The jonki

呼ばれて飛び出てじょじょじょじょーんき

pathlibをもっと使おう

皆さんはPythonpathlib使ってますか?私は非常によく使っています.例えば機械学習では学習の前に前処理を多く行うケースが非常に多いですが,このような時にpathlibを知っておくと便利です.pathlibは意外とPython 3.4(2014年~)からとそれなりに新しいため,古くからのPythonユーザーは os.pathの方をよく使っているかもしれません.ただpathlibは文字列ではなくPathクラスとして扱ってくれることで,例えばLinux/Windowsのパス表記の違いを吸収してくれたりします.

pathlibos.pathの比較は公式のpathlibドキュメントに譲るとして,私がよく使うpathlibのクラスを紹介します.また今回改めてドキュメントを眺めて知った便利関数も多いので,公式ドキュメントに目を通すのもオススメします.

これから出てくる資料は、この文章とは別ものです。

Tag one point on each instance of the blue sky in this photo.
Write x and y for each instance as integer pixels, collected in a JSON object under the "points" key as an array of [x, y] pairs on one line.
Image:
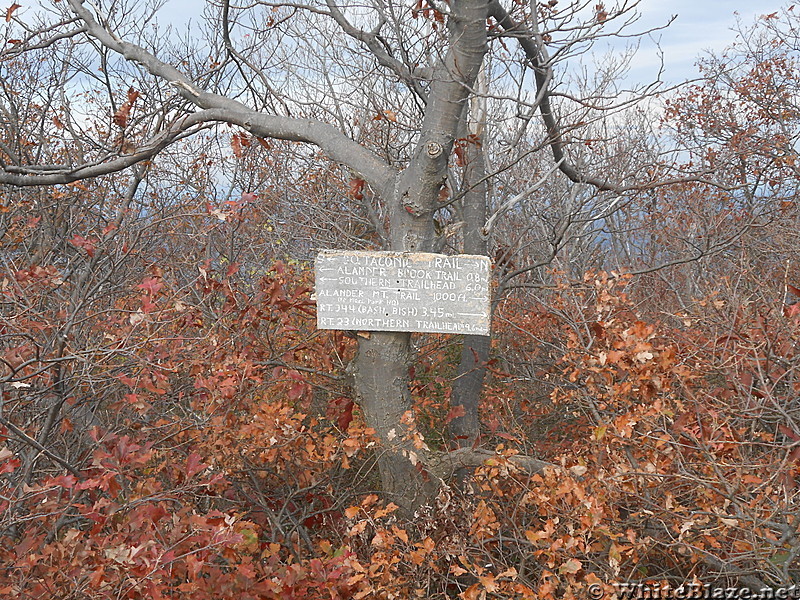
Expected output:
{"points": [[700, 25]]}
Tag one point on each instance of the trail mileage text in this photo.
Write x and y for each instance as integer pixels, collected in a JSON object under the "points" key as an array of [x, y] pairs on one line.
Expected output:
{"points": [[402, 291]]}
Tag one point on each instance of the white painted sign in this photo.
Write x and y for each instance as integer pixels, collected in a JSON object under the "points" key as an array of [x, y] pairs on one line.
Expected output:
{"points": [[402, 291]]}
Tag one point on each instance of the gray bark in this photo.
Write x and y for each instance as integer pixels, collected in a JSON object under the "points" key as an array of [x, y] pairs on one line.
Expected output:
{"points": [[381, 366], [471, 371]]}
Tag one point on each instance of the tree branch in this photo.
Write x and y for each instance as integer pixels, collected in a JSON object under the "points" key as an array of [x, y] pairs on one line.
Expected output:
{"points": [[330, 140]]}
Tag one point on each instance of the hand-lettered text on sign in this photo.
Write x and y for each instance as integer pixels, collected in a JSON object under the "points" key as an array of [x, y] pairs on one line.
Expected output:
{"points": [[402, 291]]}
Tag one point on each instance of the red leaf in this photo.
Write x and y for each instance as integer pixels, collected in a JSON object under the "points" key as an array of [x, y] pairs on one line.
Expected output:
{"points": [[239, 141], [356, 189], [791, 310], [81, 242], [124, 111], [454, 413], [194, 465], [151, 285], [347, 414], [10, 11]]}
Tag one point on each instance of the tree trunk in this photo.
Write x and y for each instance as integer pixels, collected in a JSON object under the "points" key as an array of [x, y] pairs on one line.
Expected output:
{"points": [[383, 359], [382, 382], [471, 371]]}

今回は下記のような複数の素性の異なるデータセットに対して処理するケースなどを考えてみます.

.
├── datasetA
│   ├── abc
│   │   ├── a.wav
│   │   └── b.wav
│   └── def
│       └── d.wav
└── datasetB
    ├── 123.wav
    └── sub
        └── 456.wav

便利関数26選

検索・走査系

所定ディレクトリ以下にある特定のファイルを再帰的に探したい

この時に使えるのが,globあるいはrglobです.個人的にはrglobの方がショートカット記法になっていて,正規表現のタイポが避けられるので好んで使っています.スペースの都合上 list化して表示しています.

from pathlib import Path

In [1]: list(Path(".").rglob("*.wav"))
Out[1]:
[PosixPath('datasetA/abc/a.wav'),
 PosixPath('datasetA/abc/b.wav'),
 PosixPath('datasetA/def/d.wav'),
 PosixPath('datasetB/123.wav'),
 PosixPath('datasetB/sub/456.wav')]

In [2]: list(Path(".").glob("**/*.wav"))
Out[2]:
[PosixPath('datasetA/abc/a.wav'),
 PosixPath('datasetA/abc/b.wav'),
 PosixPath('datasetA/def/d.wav'),
 PosixPath('datasetB/123.wav'),
 PosixPath('datasetB/sub/456.wav')]

サブディレクトリをリストアップしたい

os.listdir 相当の捜査です.

In [3]: list(Path(".").iterdir())
Out[3]: [PosixPath('datasetA'), PosixPath('datasetB')]

編集系

絶対パス内の相対パスを取得したい

例えばデータセット内のディレクトリ構造を維持したまま,新たに別のディレクトリにしてパスをすげ替えてファイルを書き出す場合などに有用です.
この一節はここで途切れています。